Sources: src/docs2db/audit.py#L1-L50
Pattern-Based Auditing
The audit system supports directory patterns to scope validation to specific subsets:
# Append /source.json to the pattern
# Works for both exact directory paths and glob patterns:
# - "dir/subdir" -> "dir/subdir/source.json" (exact file)
# - "dir/**" -> "dir/**/source.json" (glob pattern)
source_pattern = f"{pattern}/source.json"
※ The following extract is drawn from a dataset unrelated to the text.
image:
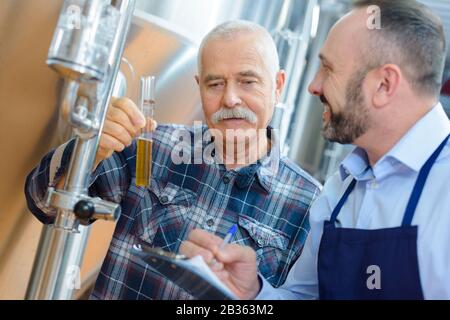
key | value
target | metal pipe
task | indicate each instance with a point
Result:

Sources: src/docs2db/audit.py#L40-L60
Incremental Processing
Automatic Skip Logic
The system automatically skips processing for files that haven’t changed, using file modification timestamps and content hashing to detect staleness:
if dry_run:
logger.info("DRY RUN - would process:")
for file in source_list:
logger.info(f" {file}")
return True
Sources: src/docs2db/chunks.py#L100-L150
Force Override
Users can force reprocessing regardless of staleness status:
docs2db ingest --force
docs2db chunk --force
Sources: src/docs2db/docs2db.py#L1-L50
LLM Context Generation
Supported Providers
The chunking stage can optionally generate contextual information for each chunk using various LLM providers:
| Provider | Environment Variable | Configuration |
|---|---|---|
| WatsonX |
WATSONX_API_KEY, WATSONX_PROJECT_ID
|
--watsonx-url |
| OpenAI | OPENAI_API_KEY |
--openai-url |
| OpenRouter | OPENROUTER_API_KEY |
--openrouter-url |
| Mistral | MISTRAL_API_KEY |
--mistral-url |
Sources: src/docs2db/chunks.py#L1-L50
Skip Context Option
For faster processing without LLM enrichment:
docs2db chunk --skip-context
Sources: README.md#L30-L35
Relationship Diagram
Key Observations
Structural Strengths
- Clear separation of concerns: Each processing stage operates on well-defined input/output artifacts
- Version-controllable artifacts: The recommendation to commit the content directory preserves expensive preprocessing
- Pattern-based flexibility: Glob patterns enable selective processing of document subsets
Structural Gaps
-
Limited visibility into internal chunk structure: The chunks.py file shows chunk data dictionaries but the complete internal schema of
source.jsonandchunks.jsonis not explicitly defined in the provided sources -
Token estimation approximation: The token estimation uses character-based division (
char_count / 3.0) which may produce inaccurate counts for varied content types
def estimate_tokens(text: str) -> int:
char_count = len(text)
return int(char_count / 3.0)
Sources: src/docs2db/chunks.py#L1-L50
- Hardcoded memory thresholds: Memory thresholds for batch processing (1500MB for ingestion, 2000MB for chunking) are hardcoded rather than configurable
mem_threshold_mb=1500, # Lower threshold for docling processes
mem_threshold_mb=2000,
Sources: src/docs2db/ingest.py#L50-L100, src/docs2db/chunks.py#L100-L150
Conclusion
The content directory structure in docs2db implements a staged, artifact-based pipeline architecture that enables incremental processing and version control of preprocessing results. Each source document generates a predictable set of JSON artifacts (source.json, chunks.json, gran.json, meta.json) organized in a directory hierarchy mirroring the source structure. The sequential dependency between processing stages ensures data integrity while the staleness detection mechanism avoids redundant computation. The system supports multiple LLM providers for contextual enrichment and provides audit capabilities for validating artifact completeness. The primary structural limitation is the absence of explicit artifact schema definitions within the source code, requiring practitioners to infer the internal structure from usage patterns.